In the opening scene, a formally dressed radiant young boy from the former Soviet Republic of Georgia, “is shown soliciting donations by playing classical music on an electric piano in a field overlooking the city. By the end of the movie, when he reappears, he has become a symbol of a future that ultimately cannot be denied to the immigrants, no matter what obstacles they may face.”

 

Guédiguian’s Marseilles is often sad but always unforgettable: you get the feeling that what you are dealing with as an audience are real, common lives, narrated in discreetly uncommon ways. Guédiguian examines “unexceptional lives in order to identify their true value. To achieve this exposure without dramatic exaggeration,” writes Richard Williams, “is a specifically French talent, and its continued survival in the world of modern cinema is a miracle.”

 

With La Ville Est Tranquille, but also with Marius and Jeannette in Marseilles, my journey completes a first, full circle, or spiral: back to Malta and its city-ports and their role within the Basin; back to the theme of openness and immigration; back to narrative and its uneasy relationship with reality and creation; back to a troubled but thriving Mediterranean.

 


 

 

Dr.

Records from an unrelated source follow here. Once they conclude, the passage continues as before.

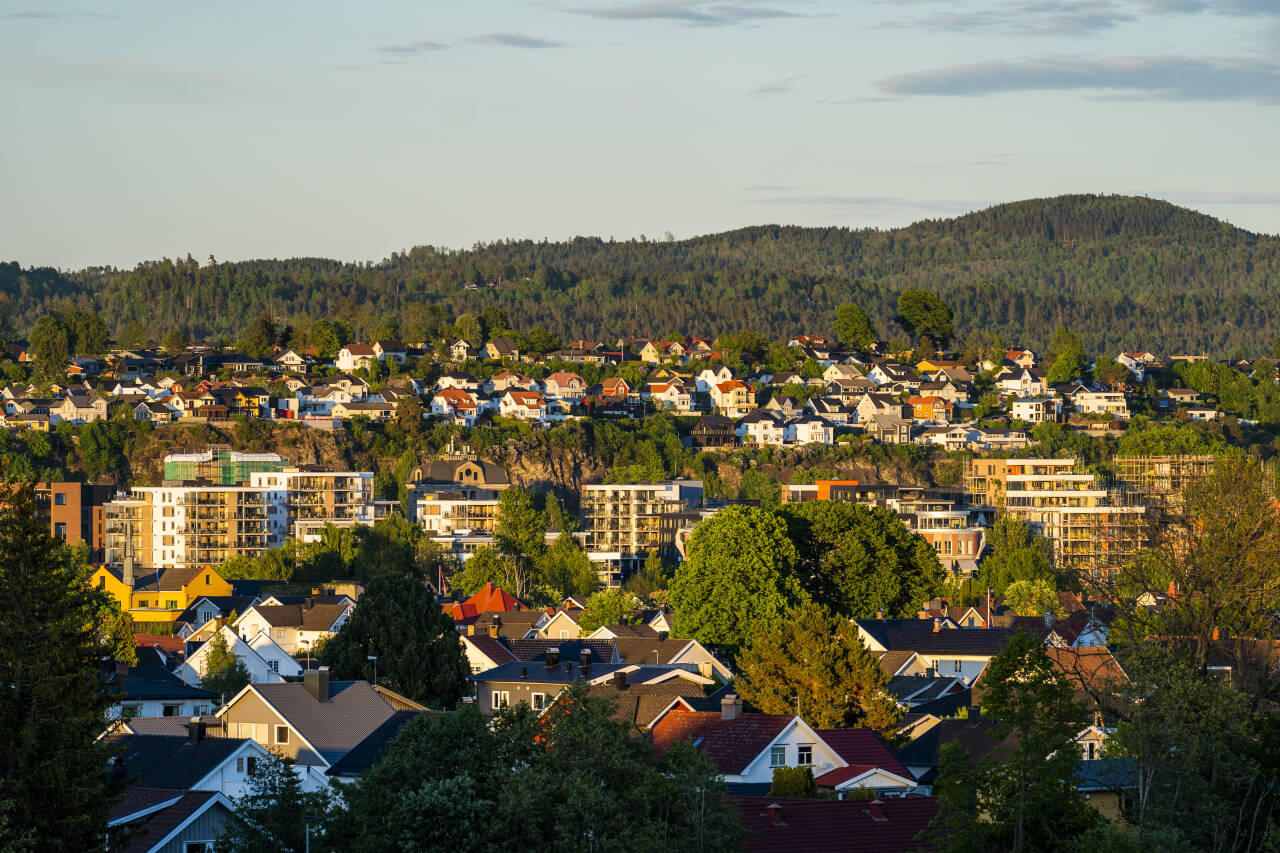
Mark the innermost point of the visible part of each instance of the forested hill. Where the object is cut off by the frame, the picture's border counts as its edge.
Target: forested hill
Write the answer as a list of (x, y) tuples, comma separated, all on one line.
[(1121, 272)]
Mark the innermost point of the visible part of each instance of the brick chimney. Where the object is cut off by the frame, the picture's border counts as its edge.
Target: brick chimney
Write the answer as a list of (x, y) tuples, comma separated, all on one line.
[(318, 683)]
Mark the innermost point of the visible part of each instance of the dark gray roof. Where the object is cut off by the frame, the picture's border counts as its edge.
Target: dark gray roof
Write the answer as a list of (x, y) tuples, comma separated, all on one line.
[(169, 761), (529, 649), (352, 712), (918, 635), (370, 751), (152, 682)]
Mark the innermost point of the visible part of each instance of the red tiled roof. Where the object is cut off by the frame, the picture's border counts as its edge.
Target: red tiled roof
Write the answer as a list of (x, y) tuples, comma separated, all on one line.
[(493, 600), (863, 747), (808, 825), (732, 744)]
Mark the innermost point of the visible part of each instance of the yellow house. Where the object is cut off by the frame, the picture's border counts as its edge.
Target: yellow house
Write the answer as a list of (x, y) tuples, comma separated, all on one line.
[(160, 596)]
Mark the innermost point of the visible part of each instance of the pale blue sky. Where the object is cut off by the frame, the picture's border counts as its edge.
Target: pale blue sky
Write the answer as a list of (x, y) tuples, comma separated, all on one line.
[(279, 128)]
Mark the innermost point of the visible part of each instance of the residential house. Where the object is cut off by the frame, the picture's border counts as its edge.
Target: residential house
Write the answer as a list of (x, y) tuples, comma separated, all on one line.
[(355, 356), (791, 825), (1037, 410), (315, 723), (762, 428), (732, 398), (80, 409), (565, 386), (937, 647), (265, 658), (522, 405), (713, 430), (746, 748), (501, 349)]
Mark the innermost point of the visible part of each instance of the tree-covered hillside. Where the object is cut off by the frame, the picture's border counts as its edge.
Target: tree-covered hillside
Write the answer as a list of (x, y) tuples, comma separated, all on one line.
[(1121, 272)]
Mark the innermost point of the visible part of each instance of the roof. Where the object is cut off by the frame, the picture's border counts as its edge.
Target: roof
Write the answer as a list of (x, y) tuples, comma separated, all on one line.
[(863, 747), (492, 598), (172, 761), (370, 751), (352, 712), (154, 682), (918, 635), (318, 617), (808, 825), (732, 744)]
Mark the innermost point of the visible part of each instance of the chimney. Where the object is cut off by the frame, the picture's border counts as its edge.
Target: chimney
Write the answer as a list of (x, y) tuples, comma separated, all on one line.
[(318, 683), (195, 730)]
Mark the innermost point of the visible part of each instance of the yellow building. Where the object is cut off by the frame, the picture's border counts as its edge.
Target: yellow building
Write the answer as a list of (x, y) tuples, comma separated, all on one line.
[(159, 596)]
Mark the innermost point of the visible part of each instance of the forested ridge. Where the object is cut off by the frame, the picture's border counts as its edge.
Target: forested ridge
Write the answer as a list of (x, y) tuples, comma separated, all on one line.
[(1121, 272)]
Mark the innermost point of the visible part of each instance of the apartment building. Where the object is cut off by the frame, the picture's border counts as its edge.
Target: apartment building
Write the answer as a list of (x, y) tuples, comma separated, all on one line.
[(206, 524), (622, 521), (1092, 525)]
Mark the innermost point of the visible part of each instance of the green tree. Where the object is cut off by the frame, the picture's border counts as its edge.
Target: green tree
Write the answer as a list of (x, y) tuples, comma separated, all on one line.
[(53, 702), (261, 334), (854, 328), (274, 815), (1028, 799), (740, 574), (858, 560), (417, 647), (225, 673), (1033, 598), (521, 538), (1015, 553), (606, 607), (567, 570), (1069, 359), (814, 664), (173, 341), (924, 315)]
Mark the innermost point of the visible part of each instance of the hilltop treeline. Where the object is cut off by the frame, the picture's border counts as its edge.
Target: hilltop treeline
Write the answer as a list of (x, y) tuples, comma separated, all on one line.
[(1121, 272)]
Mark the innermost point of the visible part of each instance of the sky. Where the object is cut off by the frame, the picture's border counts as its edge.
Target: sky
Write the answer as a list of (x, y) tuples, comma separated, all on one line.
[(282, 128)]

Adrian Grima, coordinator of Inizjamed and Maltese correspondent of the Babelmed.net website visited Ajaccio, Corsica to take part in a series of meetings about a multilateral Mediterranean project called “Archipelagos” and to do research about the Mediterranean port of Marseilles.

 

Adrian Grima’s visit to Corsica was made possible by the Corsican artistic association Art et Cetera and the Roberto Cimetta Fund. His research visit to Marseilles was financed by the European Cultural Foundation’s Mediterranean Meeting Points programme and supported by the Rome-based cultural association Babelmed.

 

A longer version of this article first appeared on Babelmed in June 2003.